La valse des panneaux
Un peu partout dans la vallée, d’étranges signalisations ont fait leur apparition.
Il y a quelques années déjà, la loi "engagement national pour l'environnement", a fait évoluer la réglementation sur la publicité, notamment sur les préenseignes dérogatoires. C'est ainsi que les signalisations des activités, le long de nos routes de campagne, ont pour la plupart été proscrites. Aujourd'hui, seule l'indication des monuments historiques et des activités en relation avec la fabrication ou la vente de produits du terroir local est autorisée.
Ces dispositions ont souvent fait réagir les élus et les anciens bénéficiaires de ces préenseignes, jugeant ces dernières indispensables au maintien des activités situées pour la plupart, en zone rurale et hors de la vue du voyageur. La seule alternative, pour pouvoir flécher les activités concernées, reste la "signalisation d'information locale" (SIL) destinée aux services et activités liés au tourisme et situés à proximité de la voie.
Pour le département de la Drôme, cela s'est traduit par l'adoption d'une charte de la SIL, laquelle contient une nomenclature très précise des panonceaux autorisés. C'est ainsi que, depuis quelques jours, on a pu constater l'implantation de cette signalisation très discrète… au point de ne pas être très lisible par les automobilistes. Pour ajouter à l'incompréhension, certains panonceaux à fond sombre ont une écriture de teinte noire… alors que d'après la charte, elle devrait être blanche. En clair, cette signalisation serait parfaite en agglomération et pour les piétons, mais pas en rase campagne.
Bref ! Vous l'aurez compris, il n'y a certainement pas là de quoi satisfaire pleinement le client car, au final, c'est lui qui a payé. En effet, si les communes ou les intercommunalités se sont en général chargées du pilotage des dossiers, c'est bien le "bénéficiaire" de cette signalisation qui, dans la plupart des cas, en assure le financement et l'entretien.
La signalisation radars "fleurit" aussi nos campagnes Dans le même temps mais au niveau national, ont également fleuri les nouveaux (et pas très beaux) panneaux signalant les radars le long des grands axes. À la différence de ses prédécesseurs, cette signalisation n'est plus de proximité, mais applicable sur une plus ou moins longue distance.

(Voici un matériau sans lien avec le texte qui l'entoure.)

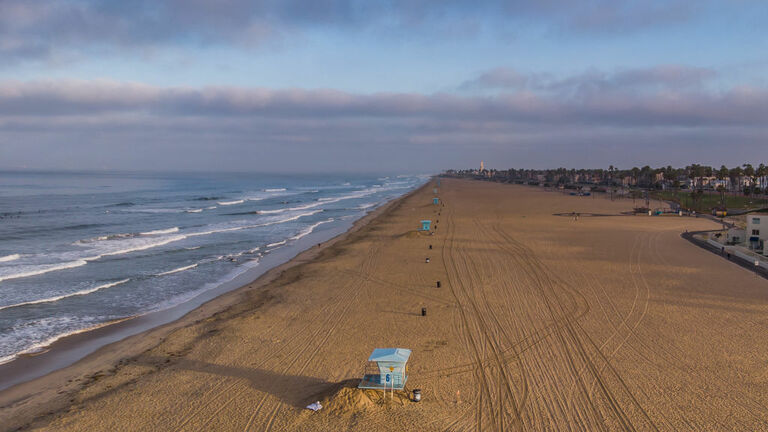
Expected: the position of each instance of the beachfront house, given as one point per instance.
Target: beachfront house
(735, 236)
(757, 232)
(386, 369)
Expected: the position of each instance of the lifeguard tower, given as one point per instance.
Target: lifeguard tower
(386, 369)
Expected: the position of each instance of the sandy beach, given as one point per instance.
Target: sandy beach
(542, 322)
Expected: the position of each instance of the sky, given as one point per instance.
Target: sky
(406, 86)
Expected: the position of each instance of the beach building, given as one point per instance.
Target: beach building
(386, 369)
(757, 232)
(735, 236)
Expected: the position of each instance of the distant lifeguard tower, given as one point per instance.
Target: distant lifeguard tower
(386, 369)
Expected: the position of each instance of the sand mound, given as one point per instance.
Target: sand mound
(413, 234)
(348, 401)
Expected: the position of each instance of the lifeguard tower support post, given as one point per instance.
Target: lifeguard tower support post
(386, 369)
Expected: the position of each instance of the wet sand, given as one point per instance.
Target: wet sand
(542, 322)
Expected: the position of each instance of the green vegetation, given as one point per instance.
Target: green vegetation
(705, 202)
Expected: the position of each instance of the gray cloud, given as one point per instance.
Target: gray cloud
(46, 28)
(81, 124)
(663, 76)
(738, 106)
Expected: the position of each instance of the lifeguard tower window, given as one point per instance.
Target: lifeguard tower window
(386, 369)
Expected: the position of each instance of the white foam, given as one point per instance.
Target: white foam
(63, 296)
(41, 346)
(308, 230)
(165, 231)
(180, 269)
(11, 257)
(134, 245)
(231, 202)
(34, 270)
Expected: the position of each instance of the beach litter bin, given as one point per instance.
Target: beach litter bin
(417, 395)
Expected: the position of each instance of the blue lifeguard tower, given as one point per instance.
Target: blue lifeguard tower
(386, 369)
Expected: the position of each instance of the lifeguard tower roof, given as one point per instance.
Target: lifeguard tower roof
(398, 355)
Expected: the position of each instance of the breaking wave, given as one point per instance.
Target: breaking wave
(63, 296)
(180, 269)
(11, 257)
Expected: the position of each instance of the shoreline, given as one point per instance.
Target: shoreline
(131, 336)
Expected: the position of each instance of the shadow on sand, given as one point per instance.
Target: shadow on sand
(295, 390)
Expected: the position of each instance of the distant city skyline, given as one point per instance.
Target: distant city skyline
(394, 86)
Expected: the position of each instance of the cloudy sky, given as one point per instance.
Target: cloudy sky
(387, 86)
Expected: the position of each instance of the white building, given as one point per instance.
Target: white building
(757, 232)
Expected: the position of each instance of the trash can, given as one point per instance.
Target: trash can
(416, 395)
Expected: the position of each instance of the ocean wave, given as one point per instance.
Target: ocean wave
(163, 231)
(230, 202)
(152, 210)
(242, 227)
(308, 230)
(11, 257)
(41, 346)
(34, 270)
(126, 243)
(63, 296)
(133, 245)
(180, 269)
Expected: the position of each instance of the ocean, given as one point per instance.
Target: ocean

Concernant notre région, c'est l'axe Valence Gap qui a été ainsi équipé de la sorte à chaque carrefour important et dans les deux sens. On n'ose deviner le nombre de panneaux pour très peu de radars… si l'on ne compte pas les "embarqués" ou mobiles qui - malgré ces avertissements à longue distance - nous surprendront toujours. C'est ainsi qu'à Crest on trouve le panneau annonçant la possibilité de radars sur 135 km… Cette nouvelle signalétique permet de supprimer celle aux abords de ces boîtes à contrôle comme sur la RD 111 à Étoile ; alors que celui de la route de Chabeuil tout comme celui de Chabrillan garderont leur avertissement de proximité.
Tout ça, vous l'avez deviné, sent la prochaine limitation de vitesse à 80 km/h. Alors, pour parfaire le dispositif, il est envisagé de compliquer le tout par une restriction particulière aux routes à trois voies dont l'une est séparée par une ligne continue. Ce dispositif concernerait, sur le secteur du Crestois, deux portions de route: la 1ère à la montée du contournement ouest de Crest et la 2ème au quartier des Plantas entre Aouste et Crest. Sur ces courtes sections, on pourrait rouler à 90 dans un sens et à 80 dans l'autre ; à moins qu'on ne conserve un 70 existant. Que chacun y retrouve ses petits… Là aussi le nombre de panneaux va enfler et même si on pense que la lutte contre l'accidentologie routière n'est pas à remettre en cause, l'automobiliste, comme le contribuable, peut se poser la question sur le bien-fondé des moyens et sur la pertinence de la dépense.
La loi sur l'environnement avait sûrement un fondement louable au regard de nos paysages, mais les décideurs érudits parisiens n'avaient à l'évidence pas pris en compte toutes ses retombées sur nos territoires ruraux. Ils n'ont d'ailleurs pas mieux réfléchi lorsqu'ils ont décrété la nouvelle signalisation des mouchards routiers qui, pour le coup, sans offrir de meilleurs services, vient un peu ternir l'esprit de la loi sur l'environnement. Si on voulait imiter Monsieur de La Fontaine, on écrirait pour la morale de cette histoire : "On peut avoir longtemps fréquenté l'école, la réflexion, c'est comme la vue… plus on est éloigné du sujet, moins on le voit."